A note on lightening creams: Avoid any product containing hydroquinone without a doctor’s supervision. Many over-the-counter “skin lighteners” contain unsafe ingredients or too high a concentration, leading to rebound pigmentation or ochronosis.
Exfoliate gently — no harsh scrubs
Physical scrubs with large particles (like walnut shells or crushed apricot pits) can create micro-tears in the skin and trigger more inflammation — which means more PIH. Instead, use a chemical exfoliant like lactic acid or glycolic acid at a low concentration (around 5–10%) once or twice a week. These AHAs dissolve the bonds between dead, pigmented surface cells, allowing them to shed naturally. If your skin is very sensitive, start with once every ten days.

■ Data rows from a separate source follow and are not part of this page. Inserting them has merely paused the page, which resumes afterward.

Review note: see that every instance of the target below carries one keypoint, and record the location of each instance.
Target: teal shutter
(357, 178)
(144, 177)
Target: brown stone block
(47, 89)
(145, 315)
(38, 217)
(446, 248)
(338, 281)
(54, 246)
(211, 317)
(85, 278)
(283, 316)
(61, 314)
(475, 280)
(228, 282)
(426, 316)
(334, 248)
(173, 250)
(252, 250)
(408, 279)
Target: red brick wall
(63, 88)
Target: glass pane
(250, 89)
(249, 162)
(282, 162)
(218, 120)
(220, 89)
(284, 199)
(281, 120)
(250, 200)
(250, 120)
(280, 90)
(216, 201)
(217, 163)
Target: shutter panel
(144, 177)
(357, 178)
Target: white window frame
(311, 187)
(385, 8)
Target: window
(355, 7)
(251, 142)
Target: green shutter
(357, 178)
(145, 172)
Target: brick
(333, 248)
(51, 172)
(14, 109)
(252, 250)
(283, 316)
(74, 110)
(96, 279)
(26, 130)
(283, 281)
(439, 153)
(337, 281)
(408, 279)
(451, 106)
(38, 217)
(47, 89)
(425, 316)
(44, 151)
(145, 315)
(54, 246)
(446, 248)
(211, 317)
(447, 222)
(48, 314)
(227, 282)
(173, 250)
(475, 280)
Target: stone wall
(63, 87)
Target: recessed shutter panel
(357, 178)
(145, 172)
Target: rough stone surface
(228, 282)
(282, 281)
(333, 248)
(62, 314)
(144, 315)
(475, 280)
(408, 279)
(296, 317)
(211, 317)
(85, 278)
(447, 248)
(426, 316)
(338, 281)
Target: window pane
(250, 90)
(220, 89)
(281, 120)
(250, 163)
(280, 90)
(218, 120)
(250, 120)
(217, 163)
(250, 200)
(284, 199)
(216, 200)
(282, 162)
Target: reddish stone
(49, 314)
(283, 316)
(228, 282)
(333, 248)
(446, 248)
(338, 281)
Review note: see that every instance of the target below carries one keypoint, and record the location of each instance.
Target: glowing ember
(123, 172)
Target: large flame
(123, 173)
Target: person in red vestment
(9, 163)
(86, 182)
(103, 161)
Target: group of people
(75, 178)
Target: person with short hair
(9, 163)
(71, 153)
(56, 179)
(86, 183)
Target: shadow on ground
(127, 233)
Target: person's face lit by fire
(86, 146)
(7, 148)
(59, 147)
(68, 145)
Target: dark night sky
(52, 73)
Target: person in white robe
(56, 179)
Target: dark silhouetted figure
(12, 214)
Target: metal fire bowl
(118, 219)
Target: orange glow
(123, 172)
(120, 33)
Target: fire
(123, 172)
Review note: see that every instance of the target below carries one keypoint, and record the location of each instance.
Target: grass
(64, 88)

Consider in-office treatments — if fading stalls
If you’ve been consistent with sun protection and topicals for 8–12 weeks and haven’t seen much improvement, a dermatologist may recommend a series of chemical peels, microneedling, or a specific type of laser called a Q-switched laser. These treatments target pigment deeper in the skin and can offer faster results, but they aren’t for everyone. Always have a consultation first to determine if your skin type and condition are appropriate.
When to see a dermatologist
Most PIH fades on its own over 6 to 12 months, but if the spot stays the same color for longer than a year or it starts to feel raised, itchy, or changes shape, have a board-certified dermatologist take a look. They can use a dermatoscope to confirm it’s just pigment and rule out something more serious.